Guiding Research Question: How do institutions of higher education retain minoritized women in STEM pathways?

Research Thread 1: Sub-Saharan African Women in Engineering Higher Education

Dr. Hailu’s primary research thread, titled “The Experiences of Sub-Saharan African Women in Engineering Higher Education,” identifies the salient patterns, themes, and trends in engineering that encourage women to persist in their majors. Using phenomenological methods, quantitative survey methods, and systematic literature reviews, she examines what strategies high-achieving students use to navigate gendered learning environments and how they have leveraged gender-sensitive initiatives implemented by the Ministries of Education in Ethiopia, Rwanda, Uganda, and Kenya.
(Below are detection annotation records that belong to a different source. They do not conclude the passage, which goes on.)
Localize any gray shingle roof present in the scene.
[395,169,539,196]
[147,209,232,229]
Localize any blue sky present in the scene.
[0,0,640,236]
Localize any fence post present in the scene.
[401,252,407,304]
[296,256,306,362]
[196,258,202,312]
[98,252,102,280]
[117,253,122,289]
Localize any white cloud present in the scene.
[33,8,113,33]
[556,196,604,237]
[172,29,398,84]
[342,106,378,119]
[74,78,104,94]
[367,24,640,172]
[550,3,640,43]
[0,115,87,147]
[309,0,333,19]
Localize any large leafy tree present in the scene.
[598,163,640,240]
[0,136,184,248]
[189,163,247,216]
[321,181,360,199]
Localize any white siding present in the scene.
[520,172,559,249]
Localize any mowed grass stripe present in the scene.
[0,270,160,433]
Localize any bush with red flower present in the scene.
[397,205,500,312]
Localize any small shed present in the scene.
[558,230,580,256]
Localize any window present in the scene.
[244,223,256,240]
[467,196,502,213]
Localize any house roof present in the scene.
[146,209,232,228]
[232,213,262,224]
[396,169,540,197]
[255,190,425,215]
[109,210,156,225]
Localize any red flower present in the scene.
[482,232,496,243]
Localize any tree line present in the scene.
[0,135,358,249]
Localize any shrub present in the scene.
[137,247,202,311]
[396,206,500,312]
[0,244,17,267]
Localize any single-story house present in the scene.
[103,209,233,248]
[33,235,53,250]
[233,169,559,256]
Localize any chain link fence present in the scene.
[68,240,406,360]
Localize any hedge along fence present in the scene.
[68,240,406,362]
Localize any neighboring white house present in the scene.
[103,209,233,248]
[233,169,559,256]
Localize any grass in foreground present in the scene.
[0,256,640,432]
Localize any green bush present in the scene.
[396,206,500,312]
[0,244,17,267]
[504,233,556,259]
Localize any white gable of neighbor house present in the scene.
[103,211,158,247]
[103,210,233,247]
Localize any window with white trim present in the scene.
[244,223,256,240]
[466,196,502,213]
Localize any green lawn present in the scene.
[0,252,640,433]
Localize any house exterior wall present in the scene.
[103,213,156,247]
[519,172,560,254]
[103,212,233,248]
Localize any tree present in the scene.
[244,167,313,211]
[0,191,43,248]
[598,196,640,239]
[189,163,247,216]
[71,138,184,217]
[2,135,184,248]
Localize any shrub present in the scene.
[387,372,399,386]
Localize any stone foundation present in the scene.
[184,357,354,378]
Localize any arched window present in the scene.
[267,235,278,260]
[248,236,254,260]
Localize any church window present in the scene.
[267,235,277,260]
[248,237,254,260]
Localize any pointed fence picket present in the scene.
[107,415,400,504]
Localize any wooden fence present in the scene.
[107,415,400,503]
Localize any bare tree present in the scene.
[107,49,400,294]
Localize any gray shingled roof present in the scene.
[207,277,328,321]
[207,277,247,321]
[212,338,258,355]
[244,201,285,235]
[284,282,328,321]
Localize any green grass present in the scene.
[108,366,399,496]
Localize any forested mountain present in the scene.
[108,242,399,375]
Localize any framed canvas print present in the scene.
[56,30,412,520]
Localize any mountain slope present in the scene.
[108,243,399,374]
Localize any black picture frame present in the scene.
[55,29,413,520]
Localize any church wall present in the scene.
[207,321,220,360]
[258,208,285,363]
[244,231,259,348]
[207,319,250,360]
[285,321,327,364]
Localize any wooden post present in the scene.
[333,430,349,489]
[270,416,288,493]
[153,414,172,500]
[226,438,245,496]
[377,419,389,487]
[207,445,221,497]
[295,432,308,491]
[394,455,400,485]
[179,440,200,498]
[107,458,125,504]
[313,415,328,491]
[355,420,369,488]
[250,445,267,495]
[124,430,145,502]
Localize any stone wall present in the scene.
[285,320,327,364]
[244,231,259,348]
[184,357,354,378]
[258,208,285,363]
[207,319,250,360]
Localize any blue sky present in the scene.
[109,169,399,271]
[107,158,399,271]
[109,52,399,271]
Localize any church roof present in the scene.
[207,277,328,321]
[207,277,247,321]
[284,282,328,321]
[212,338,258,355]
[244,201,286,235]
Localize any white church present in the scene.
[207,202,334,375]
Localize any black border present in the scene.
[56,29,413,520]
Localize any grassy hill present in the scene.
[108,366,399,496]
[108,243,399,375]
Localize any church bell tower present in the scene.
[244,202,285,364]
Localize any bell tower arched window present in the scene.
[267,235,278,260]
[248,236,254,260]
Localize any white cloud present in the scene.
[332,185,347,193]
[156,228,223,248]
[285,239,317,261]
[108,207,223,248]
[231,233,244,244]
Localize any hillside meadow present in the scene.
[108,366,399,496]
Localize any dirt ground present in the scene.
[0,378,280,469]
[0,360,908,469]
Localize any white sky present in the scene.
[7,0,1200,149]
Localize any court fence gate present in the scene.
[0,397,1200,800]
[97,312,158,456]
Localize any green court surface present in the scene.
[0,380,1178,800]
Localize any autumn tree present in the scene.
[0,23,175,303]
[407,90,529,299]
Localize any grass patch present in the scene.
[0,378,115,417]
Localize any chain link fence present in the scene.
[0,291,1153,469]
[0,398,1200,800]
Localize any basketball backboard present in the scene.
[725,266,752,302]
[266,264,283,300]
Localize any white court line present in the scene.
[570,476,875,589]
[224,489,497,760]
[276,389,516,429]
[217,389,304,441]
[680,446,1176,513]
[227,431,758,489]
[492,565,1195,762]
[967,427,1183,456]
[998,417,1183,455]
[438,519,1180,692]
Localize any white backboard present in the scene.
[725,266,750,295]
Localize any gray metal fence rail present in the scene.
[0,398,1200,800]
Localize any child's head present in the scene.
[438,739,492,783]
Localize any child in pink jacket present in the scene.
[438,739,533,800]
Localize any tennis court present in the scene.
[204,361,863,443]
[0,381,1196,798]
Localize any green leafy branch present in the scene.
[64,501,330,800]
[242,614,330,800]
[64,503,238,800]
Research Thread 2: Black Immigrants and Refugees in U.S. STEM Higher Education

Dr. Hailu’s secondary research thread titled, “The Trajectories of Black Immigrants and Refugees in U.S. STEM Higher Education,” focuses on the politicized, racialized, and gendered dimensions of presumably objective disciplines. This work relies on critical discourse analysis, case studies, and survey instruments to better understand how immigrants and refugees use their cultural epistemologies to gain degrees in science, engineering, and mathematics fields. She focuses on STEM majors in this research thread because of this discipline’s rising prominence in the U.S. job market.